Often times when I declutter non-consumable items (aka not super glue), I ask if I did get rid of this item but needed it down the road, is there a similar item I already own that I could make do with? They answer is sometimes yes! We’ve been intentional when purchasing items and make sure that they can serve more than one function.
Setting limits with frugal minimalism in mind
As with most things, it is good to have committed limit on how much you’ll consumer or own. The more you own, the more clutter you’ll accumulate. The more food you consume, the more weight you might gain. It’s easy, right?
We have limits when it comes to purchasing items and when we are offered items for free. I can thank my husband for this one. While he loves being frugal, he would also love to only have a table and bed in our house.
Here are some of our self-imposed limits on bringing items into our home.
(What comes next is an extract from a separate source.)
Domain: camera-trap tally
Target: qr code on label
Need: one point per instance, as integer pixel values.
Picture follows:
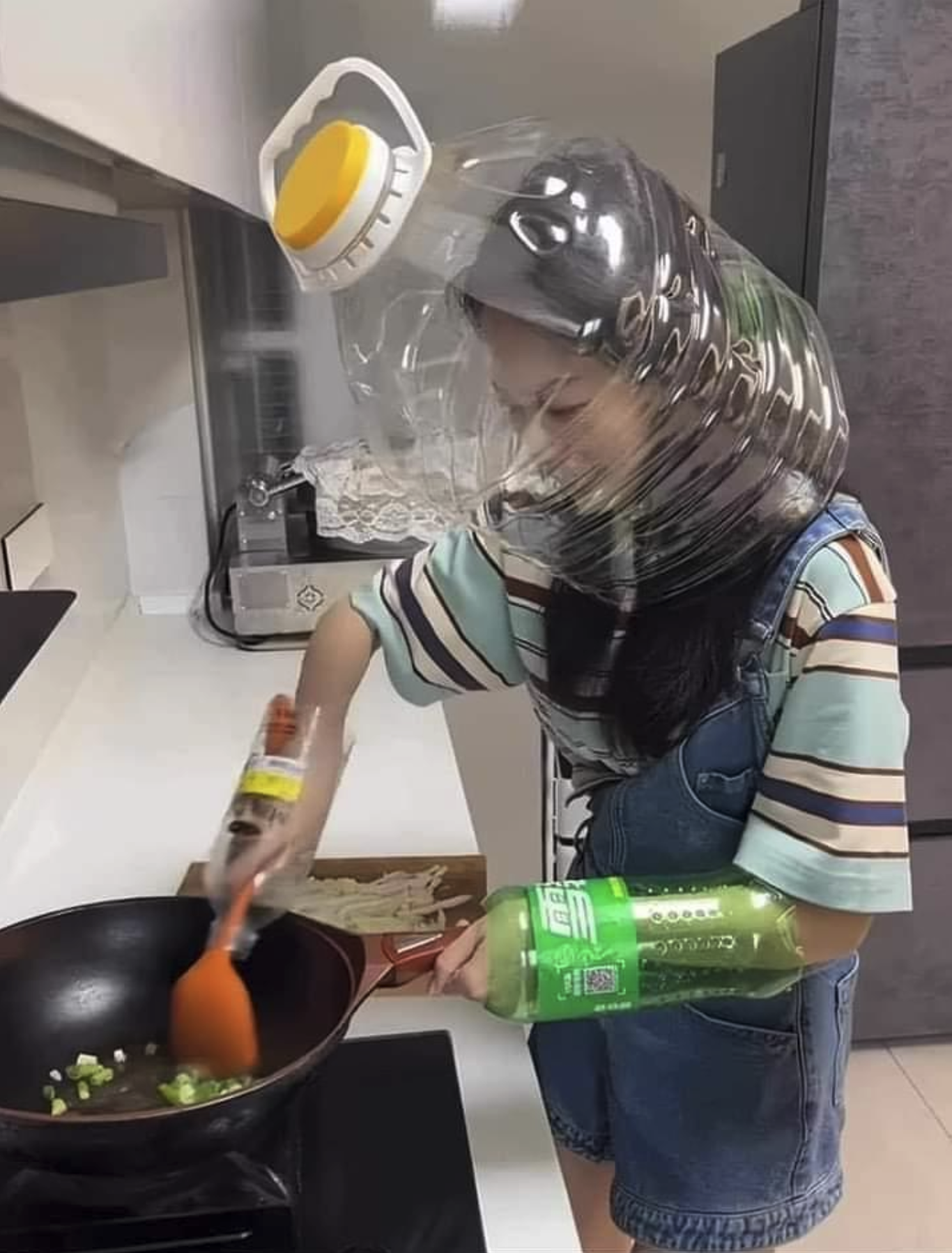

Of course, like many of my lists, this won’t work for everyone. Your version of frugal minimalism or minimalism in general might be different than ours.
- Food – When a food item is on super-sale, I allow myself to purchase two. This gives us one to consume now and one to consume later. That gives us less to store and we know it will be eaten before it expires. **I will even stray from my grocery list if an item is at its rock-bottom price**
- Personal care items – items that are used on a monthly/weekly/daily basis we purchase one month at a time. So if something goes on sale, I already know how much will get used in a month’s time and can purchase as necessary. When we already have enough for another month (or two) I won’t purchase the item.
- Clothing – While my husband and I have not purchased new clothing for ourselves in a while, we have strict ideas around what we buy for our son. We only purchase a maximum of two sizes in advance. Little Guy just turned two and has plenty of growing to do. This way we can shop end-of-season sales or splurge at the consignment store with little guilt. For us adults, we buy clothing only to add a key piece to our wardrobe if we feel there is a gap or to replace a well-loved article of clothing.
- Miscellaneous items – With other things that are brought into our home for a bargain or free, we practice the “one in and one out” rule. I have to keep myself in check and sometimes will struggle, but if I can’t say that the item was of genuine need and can’t get rid of another item, I should probably return the item I just purchased.